Our approach to network building
A key approach to achieving our goals is to cultivate decentralised ‘impact networks’ in the grassroots, the ‘grasstops’ (national NGOs) and among organisations and individuals in the narrative and cultural spheres, ultimately connecting these networks into a ‘movement network’.
An impact network is a decentralised, interconnected system of individuals, organisations, and groups working collaboratively toward a shared purpose. Unlike traditional hierarchical structures, impact networks harness relationships, trust, and distributed leadership to drive large-scale social and systemic change (see Impact Networks by David Ehrlichman for more details).
By taking an impact network approach which centers decentralised, collaborative, and emergent ways of organising, we can support the UK animal freedom movement to build collective power while maintaining autonomy and flexibility.
Core Elements of the impact network approach applied to the Animal Freedom movement
Weaving Connections Across the Movement
The movement is currently fragmented, with grassroots groups and NGOs often working in silos
Impact networks thrive on deep, trust-based relationships, making collaboration more effective.
A network weaver role is essential to connect these groups, fostering trust and enabling cross-pollination of ideas, resources, and strategies over time.
2. Shared Purpose and Emergent Strategy
Network participants align around a common goal (e.g., animal freedom), but strategies evolve organically through collective learning and experimentation.
Instead of rigid top-down control and centralised strategies, the network adapts dynamically based on real-world developments and opportunities.
3. Decentralised Leadership and Self-Organising
Power is distributed, allowing multiple leaders and groups to take initiative.
Autonomous nodes (grassroots groups, NGOs, campaigns) act independently but remain connected, reinforcing each other’s work.
4. Collaboration Over Competition
The focus is on shared learning, joint problem-solving, and collective impact rather than individual organisational or group success.
Instead of competing for limited resources, network members pool expertise, tools, and strategies to amplify movement-wide efforts.
5. Rapid Mobilisation and Adaptability
Unlike rigid hierarchical organisations, impact networks can respond quickly to trigger events, deploying protests, direct actions, media interventions, or advocacy as needed
They operate through a "sense and respond" approach, meaning decisions emerge from constant feedback loops rather than top-down mandates.
6. Enabling Infrastructure for Coordination
Impact networks use decentralised communication tools (e.g., WhatsApp groups, regional hubs, regular gatherings and convenings) to maintain alignment without centralisation.
Tools such as shared resource libraries, mapping of movement actors, and collaborative decision-making frameworks enhance collective intelligence.

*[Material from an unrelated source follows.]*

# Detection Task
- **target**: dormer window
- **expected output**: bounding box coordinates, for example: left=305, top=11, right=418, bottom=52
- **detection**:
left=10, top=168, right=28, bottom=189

For us, an impact network approach means:
✅ Connecting fragmented grassroots groups and NGOs into a mutually reinforcing ecosystem
✅ Empowering autonomous, decentralised activism while ensuring movement-wide strategic alignment
✅ Fostering a culture of collaboration and shared learning, where local groups and organisations experiment and scale up successes
✅ Rapidly mobilising around trigger events (e.g., media exposes, policy opportunities) by activating existing relationships and structures.
✅ Building long-term movement infrastructure, ensuring collective resilience and adaptability rather than reliance on single organisations.